A tese oposta ao marco temporal é a do “indigenato”. O Conselho Indigenista Missionário (CIMI) explica que o indigenato é uma tradição legislativa que entende que os povos indígenas têm direito à terra como um direito originário, anterior à formação do próprio Estado.
Por que isso importa
Se o marco temporal for reconhecido, o direito dos povos indígenas aos seus territórios será restringido. A tese, segundo seus opositores, legitima a violência contra essas populações. Isso importa por que a manutenção e a sobrevivência das culturas indígenas está associada ao direito desses povos à terra.
Para especialistas e organizações que acompanham a discussão, a tese do marco temporal é injusta porque ignora as muitas perseguições vividas pelos povos indígenas ao longo da história do Brasil — perseguições que, em muitos casos, obrigaram essas populações a deixar seus territórios de origem. Ignora, também, o fato de que, até 1988, os indígenas eram tutelados pelo Estado brasileiro. Isso significa que não tinham autonomia para propor ações à Justiça. A Constituição de 1988 foi a primeira a reconhecê-los como sujeitos de direito.
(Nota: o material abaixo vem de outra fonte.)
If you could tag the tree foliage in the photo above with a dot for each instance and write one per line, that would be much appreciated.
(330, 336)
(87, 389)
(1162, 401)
O julgamento do Marco Temporal, além disso, coloca o Brasil sob escrutínio internacional. Em texto no portal UOL, o jornalista Jamie Chade lembrou que a Comissão Interamericana de Direitos Humanos (CIDH) pressiona pela derrubada da tese por entender que ela “contradiz as normas internacionais e interamericanas de direitos humanos, em particular a Convenção Americana sobre Direitos Humanos e a Declaração Americana sobre os Direitos dos Povos Indígenas”.
Se decidir pela derrubada definitiva do marco temporal, o STF pode, teoricamente, por fim aos processos judiciais que questionam o direito dos indígenas à terra. Seria um respiro bem-vindo, capaz de pacificar conflitos.